I stumbled upon happiness some years ago on the shelves of the British Council library. The elusive, indefinable feeling of pure joy came to me in the form of Cruel Madness, an innocuous, slim book by travel writer-novelist Colin Thubron. It’s certainly not the best I’ve read, nor inspiring enough to give my life a whole new direction. It just made me happy. Cruel Madness is a story of lost love and lingering longing filtered through memory, nostalgia and dementia. For the romantic in me, it became a favourite reverie. Each page unfolded like a visual, I read the book as though I was seeing a film, one the dormant filmmaker in me would someday have wanted to put a signature on.
And then I lost the book. I could never find it again in the library, couldn’t trace it in any of the Delhi bookshops and found it perpetually out of stock in the ever-reliable amazon.com. The happiness of having read it remained, only I couldn’t grasp the feeling in my hands nor revisit it at will. Then, just a few weeks back, I tripped on it again when I least expected it, in the wonderfully low-key Lotus House Books in suburban Bandra. Within minutes I was floating anew in bliss and ecstasy, I felt even happier than when I first discovered it. And I am fantasising about writing the screenplay of my dream film, again.
What can it be about a mere book that can bring so much more exhilaration than upgrading your car or getting a 100 per cent jump in your salary? What is it about seeing a film, watching a play or hearing a song that can generate more pleasure than winning crores in lotto? Can’t say. Happiness, after all, is not something you can put a finger on. You can’t go chasing it, it could well alight on you when you’d least expect it and totally elude you when you want it the most. Why, what makes you happy today could well leave you sad tomorrow. Or the song and movie that made you cry once is today your favourite.

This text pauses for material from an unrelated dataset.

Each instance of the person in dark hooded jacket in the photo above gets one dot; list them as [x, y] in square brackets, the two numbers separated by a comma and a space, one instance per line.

I sought answers in others’—and my own—experiences of happiness, all in the realm of arts and culture, entertainment and literature. According to Sayoni Basu, commissioning editor, Penguin, the very reason books exist is to make people happy. "A good book creates an alternative reality into which you can flow and come out feeling satisfied. It lingers and you can talk about it for years or discuss the characters as though they were living people," she says. Conversely, a bad book is the one where you can spot the flaws in the alternative reality. "But it still allows you the satisfaction of feeling superior and quoting the really bad lines," she says.
Film buff and critic Abhijit Ghosh-Dastidar would say the same for cinema. That it is sheer delight to escape reality and enter other lives, experiences and characters in the darkness of a cinema hall. That it’s even more of a joy if that experience manages to resonate in some way in your own life. That there is no high as the shared experience of viewing a movie, which has prompted such celebrations of cinema as Guiseppe Tornatore’s Cinema Paradiso or Bernardo Bertolucci’s The Dreamers.
Much the same seems to hold true for music too. So, composer Ehsaan claims that the happiest songs are those that touch a chord within you. "You literally forget everything and float into the world of the song," he says. For Delhi-based actor-director Vivek Mansukhani, theatre offers an even greater joy courtesy its immediacy. "It’s live, performed by living, breathing people. You can almost feel them on stage. The journey, the catharsis is something actors and spectators undergo together," he says. Broadway and Westend musicals are what give him immense joy.
A book, a movie, a song, a play, the ones that make you truly happy are those that light you up from within. They’re also the markers of precious memories, a reason why it’s always a pleasure to hoard them. "They become an important part of your life, you associate your life experiences with them," says Ehsaan. Be it Hawa Mahal or Inspector Eagle on Vividh Bharati, Chitrahaar on the giant, B/W Telerad TV. You could have bought happiness with that vhs of Krzystof Kielsowski’s A Short Film About Love or on finally getting to see Mona Lisa smile in the Louvre.
A. Edward Newton once said that "happiness is to be very busy with the unimportant". That unimportant thing could be a hobby, a passion, a diversion, something you could pursue with as much devotion as your career or vocation. Dastidar is the chief postmaster-general of the northeastern circle. But every year this government official keeps his date with the movies by taking a break from work to attend the International Film Festival of India. He’s been doing so since 1980, wherever he may be posted. This year, he travelled all the way from Shillong to Panjim (not as long a trip as the one he made from Srinagar to Thiruvananthapuram), all to live the sheer joy of watching five movies a day, from Bhutan to Bosnia.
So, he’s here in Goa this year, flicking the innumerable pages of the brochures to decide on which films to watch and which to avoid, whether or not to have that meal if it comes in the way of viewing Claude Chabrol’s 50th film. "Pure cinema makes me happy." Period.